The source language is a superset of the target language, so the translation is easy. The translation from the source to the target language is done in multiple passes, and each pass removes a part of the superset language or rewrites part of the AST to make the next pass' work simpler. At the end of the process, the AST that the "code generation" routines work on is only made of target language's instructions and statements, making the "code generation" phase very simple and straightforward.`
Let me explain what I mean by looking at this simple example: put in the OUTBOX only the items in the INBOX that are not ZERO, and keep a counter of non-zero items.

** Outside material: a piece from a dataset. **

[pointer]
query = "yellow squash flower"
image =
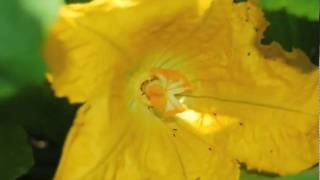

# let's define an alias for a memory cell, to make it easier # to understand what the code does. The cell is already # set to zero by the game. alias 1 counter pickone: # retrieve an item from the INBOX emp = inbox # if `emp` is not ZERO, then put the value stored # inside `emp` into the OUTBOX if nz then incr counter outbox endif jmp pickone
The compiler would parse it, generate the IR and perform two conversions. The first one, in our case, changes all the if nz (if nonzero value in emp) to if ez (if emp contains a zero value), to normalize the IR for the second pass.
alias 1 counter pickone: emp = inbox # transformation here! if ez then # nothing to do here! else incr counter outbox endif jmp pickone
The second conversion, well, converts the if to target-language structures: conditional and unconditional jumps. The previous pass makes the work of this one easier, making the code simpler, as it has to handle just this case.
alias 1 counter pickone: emp = inbox # if -> jump here! simplify code generation! jez _hrm_if_1 incr counter outbox jmp _hrm_endif_1 _hrm_if_1: _hrm_endif_1: # the `if` is fully transformed, and ends here. jmp pickone
After that, the code generation phase converts our IR to the target language. Again, the code generation' implementation is simpler because we translated higher level IR into equivalent IR that is nearer to the target language and thus easier to translate.
As it is a tool to help me think about the problem I'm trying to solve, this language is far from being a real, complete language with all the usual things you may be used to find in other languages. If you look at the code in the repository, you may discover I didn't implement a while construct: it's not a problem, you can build it with if and jmp, or conditional jumps. Instead, I preferred to create some helpers to let me think about a problem without worrying about "oh I don't have jnz, just jez, so I have to write this thing differently", I can just throw a if nz and let the compiler handle that.
Things to work on
The compiler can generate better code, to fix some problems due to the new instructions and operations added to the base language. After this post, I wrote a couple of optimizations, such as jump compression (to remove useless unconditional jumps) and unreachable code removal (to remove instructions that will be never executed and make the generated code smaller), but I'm sure there are other optimizations I can implement.
Another thing to consider is that the "emulated processor" the gamer is programming in Human Resource Machine is very limited: it only has one register, and its instruction set is very small. Those limitations make it difficult to create a richer language, but I think it'll be fun to overcome these challenges.